Note: The asyncJobId is cleared on both success and failure. While the job is running, it serves as a reference for the starter to poll progress. Once the job finishes, all relevant information has been propagated to the task's execution details and the job ID is no longer needed.

3. New Async Job: Execute Task

API Endpoints

Add to CurationTaskController:

POST /curationTask/{taskId}/execute/async/start GET /curationTask/{taskId}/execute/async/get/{asyncToken}

The taskId path parameter is the only input. The system reads the task's executionDetails concrete type to determine execution behavior.

Request Schema

Path: lib/lib-auto-generated/.../curation/compute/ComputeTaskExecutionRequest.json

{ "description": "Request to execute a curation task.
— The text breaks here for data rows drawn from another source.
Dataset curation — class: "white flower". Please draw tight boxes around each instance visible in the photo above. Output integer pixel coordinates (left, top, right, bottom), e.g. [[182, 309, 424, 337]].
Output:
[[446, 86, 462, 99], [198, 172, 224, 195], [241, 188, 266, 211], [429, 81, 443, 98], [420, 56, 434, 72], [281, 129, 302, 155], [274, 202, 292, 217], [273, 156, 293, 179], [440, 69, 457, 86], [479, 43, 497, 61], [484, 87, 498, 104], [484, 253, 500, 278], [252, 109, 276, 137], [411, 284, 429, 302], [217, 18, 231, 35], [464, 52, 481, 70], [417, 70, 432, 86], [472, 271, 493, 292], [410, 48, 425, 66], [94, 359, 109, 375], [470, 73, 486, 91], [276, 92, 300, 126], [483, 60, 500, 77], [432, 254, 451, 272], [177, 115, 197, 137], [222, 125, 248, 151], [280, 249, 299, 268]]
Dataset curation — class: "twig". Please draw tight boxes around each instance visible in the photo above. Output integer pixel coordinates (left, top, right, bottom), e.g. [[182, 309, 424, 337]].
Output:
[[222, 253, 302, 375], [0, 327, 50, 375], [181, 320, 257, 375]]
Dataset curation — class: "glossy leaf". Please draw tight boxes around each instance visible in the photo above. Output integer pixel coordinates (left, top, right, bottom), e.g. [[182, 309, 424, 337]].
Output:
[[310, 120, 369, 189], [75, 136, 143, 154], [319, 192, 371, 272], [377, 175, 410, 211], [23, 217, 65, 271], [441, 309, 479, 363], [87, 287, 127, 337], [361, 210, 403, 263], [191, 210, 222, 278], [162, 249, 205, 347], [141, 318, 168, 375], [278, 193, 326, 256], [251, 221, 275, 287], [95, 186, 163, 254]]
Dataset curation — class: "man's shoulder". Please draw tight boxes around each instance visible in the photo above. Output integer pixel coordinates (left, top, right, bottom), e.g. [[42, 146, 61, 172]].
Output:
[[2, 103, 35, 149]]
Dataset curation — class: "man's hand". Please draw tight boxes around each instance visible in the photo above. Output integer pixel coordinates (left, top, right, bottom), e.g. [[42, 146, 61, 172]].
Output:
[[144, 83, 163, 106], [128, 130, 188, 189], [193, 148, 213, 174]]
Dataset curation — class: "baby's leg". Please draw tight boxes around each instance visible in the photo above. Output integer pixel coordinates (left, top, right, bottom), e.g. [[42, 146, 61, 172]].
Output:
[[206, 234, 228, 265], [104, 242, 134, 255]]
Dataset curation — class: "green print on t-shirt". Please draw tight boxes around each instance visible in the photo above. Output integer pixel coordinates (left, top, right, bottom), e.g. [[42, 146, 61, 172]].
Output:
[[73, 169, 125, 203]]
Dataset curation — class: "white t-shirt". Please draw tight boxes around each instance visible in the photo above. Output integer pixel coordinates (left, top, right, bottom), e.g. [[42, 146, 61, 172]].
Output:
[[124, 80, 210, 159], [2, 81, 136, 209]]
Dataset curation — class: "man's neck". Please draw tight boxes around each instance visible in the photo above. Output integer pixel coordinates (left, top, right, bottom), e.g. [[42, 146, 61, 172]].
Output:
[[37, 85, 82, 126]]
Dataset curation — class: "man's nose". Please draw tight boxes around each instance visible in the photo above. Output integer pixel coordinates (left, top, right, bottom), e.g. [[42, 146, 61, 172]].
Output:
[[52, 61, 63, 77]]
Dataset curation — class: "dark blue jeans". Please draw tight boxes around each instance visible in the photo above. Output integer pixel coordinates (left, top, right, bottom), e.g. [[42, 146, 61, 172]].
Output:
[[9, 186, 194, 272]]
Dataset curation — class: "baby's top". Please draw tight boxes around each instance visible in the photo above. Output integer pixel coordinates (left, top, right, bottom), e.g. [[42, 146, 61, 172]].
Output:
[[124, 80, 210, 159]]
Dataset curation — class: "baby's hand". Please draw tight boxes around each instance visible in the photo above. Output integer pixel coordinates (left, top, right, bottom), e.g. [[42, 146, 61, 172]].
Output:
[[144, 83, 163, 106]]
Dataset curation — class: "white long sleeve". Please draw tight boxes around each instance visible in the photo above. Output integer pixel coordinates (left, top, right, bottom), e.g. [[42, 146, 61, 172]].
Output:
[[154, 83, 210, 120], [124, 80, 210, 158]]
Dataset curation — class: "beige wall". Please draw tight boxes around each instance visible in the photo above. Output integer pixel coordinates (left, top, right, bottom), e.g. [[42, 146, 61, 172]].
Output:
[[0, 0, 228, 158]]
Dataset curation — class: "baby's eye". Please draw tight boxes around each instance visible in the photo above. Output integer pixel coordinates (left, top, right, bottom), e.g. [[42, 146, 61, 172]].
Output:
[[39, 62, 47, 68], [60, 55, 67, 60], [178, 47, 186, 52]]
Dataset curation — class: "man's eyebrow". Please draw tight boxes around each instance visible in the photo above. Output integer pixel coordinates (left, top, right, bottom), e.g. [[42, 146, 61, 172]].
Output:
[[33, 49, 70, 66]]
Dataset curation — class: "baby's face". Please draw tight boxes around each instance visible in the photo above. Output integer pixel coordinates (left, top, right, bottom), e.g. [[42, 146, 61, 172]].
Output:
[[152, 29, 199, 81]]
The task must have ExecutableTaskExecutionDetails.", "implements": [ { "$ref": "org.sagebionetworks.repo.model.asynch.AsynchronousRequestBody" } ], "properties": { "taskId": { "type": "integer", "description": "The ID of the CurationTask to execute." } } }

Response Schema

Path: lib/lib-auto-generated/.../curation/compute/ComputeTaskExecutionResponse.json

{ "description": "Response from a completed task execution.", "implements": [ { "$ref": "org.sagebionetworks.repo.model.asynch.AsynchronousResponseBody" } ], "properties": { "taskId": { "type": "integer", "description": "The ID of the CurationTask that was executed." }, "executionDetails": { "description": "The updated execution details after completion.", "$ref": "org.sagebionetworks.repo.model.curation.execution.ExecutableTaskExecutionDetails" } } }

Registration in AsynchJobType

COMPUTE_TASK_EXECUTION(ComputeTaskExecutionRequest.class, ComputeTaskExecutionResponse.class),

Queue: {stack}-{instance}-COMPUTE_TASK_EXECUTION

4. Controller Endpoints

@RequiredScope({view, modify}) @ResponseStatus(HttpStatus.CREATED) @RequestMapping(value = "/curationTask/{taskId}/execute/async/start", method = RequestMethod.POST) public @ResponseBody AsyncJobId startTaskExecution( @RequestParam(value = AuthorizationConstants.USER_ID_PARAM) Long userId, @PathVariable Long taskId) { ComputeTaskExecutionRequest request = new ComputeTaskExecutionRequest(); request.setTaskId(taskId); AsynchronousJobStatus job = serviceProvider.getAsynchronousJobServices() .startJob(userId, request); AsyncJobId asyncJobId = new AsyncJobId(); asyncJobId.setToken(job.getJobId()); return asyncJobId; } @RequiredScope({view}) @ResponseStatus(HttpStatus.OK) @RequestMapping(value = "/curationTask/{taskId}/execute/async/get/{asyncToken}", method = RequestMethod.GET) public @ResponseBody ComputeTaskExecutionResponse getTaskExecutionResult( @RequestParam(value = AuthorizationConstants.USER_ID_PARAM) Long userId, @PathVariable String asyncToken) { AsynchronousJobStatus status = serviceProvider.getAsynchronousJobServices() .getJobStatusAndThrow(userId, asyncToken); return (ComputeTaskExecutionResponse) status.getResponseBody(); }

5. Worker Architecture

ComputeTaskExecutionWorker

@Service public class ComputeTaskExecutionWorker implements AsyncJobRunner<ComputeTaskExecutionRequest, ComputeTaskExecutionResponse> { private final ComputeTaskDispatcher dispatcher; @Override public Class<ComputeTaskExecutionRequest> getRequestType() { return ComputeTaskExecutionRequest.class; } @Override public Class<ComputeTaskExecutionResponse> getResponseType() { return ComputeTaskExecutionResponse.class; } @Override public ComputeTaskExecutionResponse run(String jobId, UserInfo user, ComputeTaskExecutionRequest request, AsyncJobProgressCallback callback) { return dispatcher.dispatch(user, jobId, request.getTaskId(), callback); } }

ComputeTaskDispatcher

public interface ComputeTaskDispatcher { ComputeTaskExecutionResponse dispatch(UserInfo user, String jobId, Long taskId, AsyncJobProgressCallback callback); }

Implementation logic:

  1. Load CurationTask and TaskStatus by ID

  2. Validate taskStatus.executionDetails instanceof ExecutableTaskExecutionDetails

  3. Validate user has UPDATE access on the task's project

  4. Validate task state is NOT_STARTED (cannot re-execute an in-progress or completed task)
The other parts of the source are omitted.